Concerns about the growth of research regulations and reporting requirements and their impact on scientific productivity and international competitiveness have prompted many reports and recommendations over the past two decades (16). In the United States, investigators spend a considerable portion of their time on federally funded research engaged in associated administrative tasks (7). This takes time and effort away from research and can serve as a disincentive to seek grants or enter the field. Congress aimed to increase the efficiency of the federal investment in research and development and to reduce administrative burden on federally funded scientists through provisions of the 21st Century Cures Act (Cures Act, 13 December 2016) and the American Innovation and Competitiveness Act (AICA, 7 January 2017) (8, 9). Addressing research regulatory burden in law and associated oversight may provide the relief that reports and recommendations alone have not generated. But more than a year and a half after enactment of these laws, under an administration that has eagerly expressed intent to reduce regulations and associated costs, we see limited progress, transparency, and engagement with the research institutions that accept federal awards. Here, we focus on U.S. efforts to address research regulatory reform and allow for more direct engagement by the stakeholder community in the regulatory process, similar to the efforts of other nations and the European Union (EU).

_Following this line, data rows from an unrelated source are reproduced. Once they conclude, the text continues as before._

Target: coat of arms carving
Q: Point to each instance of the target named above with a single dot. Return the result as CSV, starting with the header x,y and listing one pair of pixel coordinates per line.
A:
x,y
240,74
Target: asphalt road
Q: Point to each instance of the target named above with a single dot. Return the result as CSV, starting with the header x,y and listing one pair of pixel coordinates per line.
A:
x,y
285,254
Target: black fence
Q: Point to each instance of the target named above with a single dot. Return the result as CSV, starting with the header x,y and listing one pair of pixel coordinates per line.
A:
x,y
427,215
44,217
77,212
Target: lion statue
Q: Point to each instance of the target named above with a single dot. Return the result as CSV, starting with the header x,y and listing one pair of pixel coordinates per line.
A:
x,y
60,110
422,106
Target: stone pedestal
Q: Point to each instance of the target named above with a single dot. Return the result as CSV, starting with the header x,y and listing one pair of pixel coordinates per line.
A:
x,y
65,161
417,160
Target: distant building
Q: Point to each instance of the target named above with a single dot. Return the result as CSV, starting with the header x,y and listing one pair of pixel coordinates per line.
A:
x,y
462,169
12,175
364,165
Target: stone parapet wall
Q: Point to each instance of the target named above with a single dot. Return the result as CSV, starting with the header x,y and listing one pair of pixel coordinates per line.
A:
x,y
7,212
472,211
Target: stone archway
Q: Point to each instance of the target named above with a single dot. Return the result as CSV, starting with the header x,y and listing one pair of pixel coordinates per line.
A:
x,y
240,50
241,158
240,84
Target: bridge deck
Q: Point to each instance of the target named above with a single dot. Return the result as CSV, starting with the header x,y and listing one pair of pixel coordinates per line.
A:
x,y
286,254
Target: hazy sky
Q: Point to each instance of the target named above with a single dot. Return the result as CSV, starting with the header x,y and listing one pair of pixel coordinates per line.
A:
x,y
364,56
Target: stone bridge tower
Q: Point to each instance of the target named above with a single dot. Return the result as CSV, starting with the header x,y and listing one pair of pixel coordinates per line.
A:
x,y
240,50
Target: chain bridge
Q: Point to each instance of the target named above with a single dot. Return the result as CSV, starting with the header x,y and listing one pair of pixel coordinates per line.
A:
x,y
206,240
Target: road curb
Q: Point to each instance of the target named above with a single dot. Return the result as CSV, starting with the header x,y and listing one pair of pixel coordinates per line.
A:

Academic institutions provide infrastructure, personnel, and other resources necessary to carry out most U.S. federally funded research, including roughly $5 billion in unreimbursed administrative costs and $1.4 billion in cost sharing associated with federal research and other awards in 2016 (10). Institutions are responsible for implementing federal regulations and requirements and for understanding the benefits and challenges, as well as what works and what does not. Active engagement between federal officials, investigators, and administrative staff from institutions could thus play a vital role in reducing regulatory inefficiency. But although institutions and investigators have the opportunity to provide written comments on proposed federal rules and policies, they have not had an opportunity to engage in real-time discussions on the development and reform of regulations, policies, and guidance that can drive up costs and redirect investigators from the conduct of research to the administration of federal awards. This is important because draft rules and policies may be issued as final policy with few changes and may be found inefficient or ineffective once implemented.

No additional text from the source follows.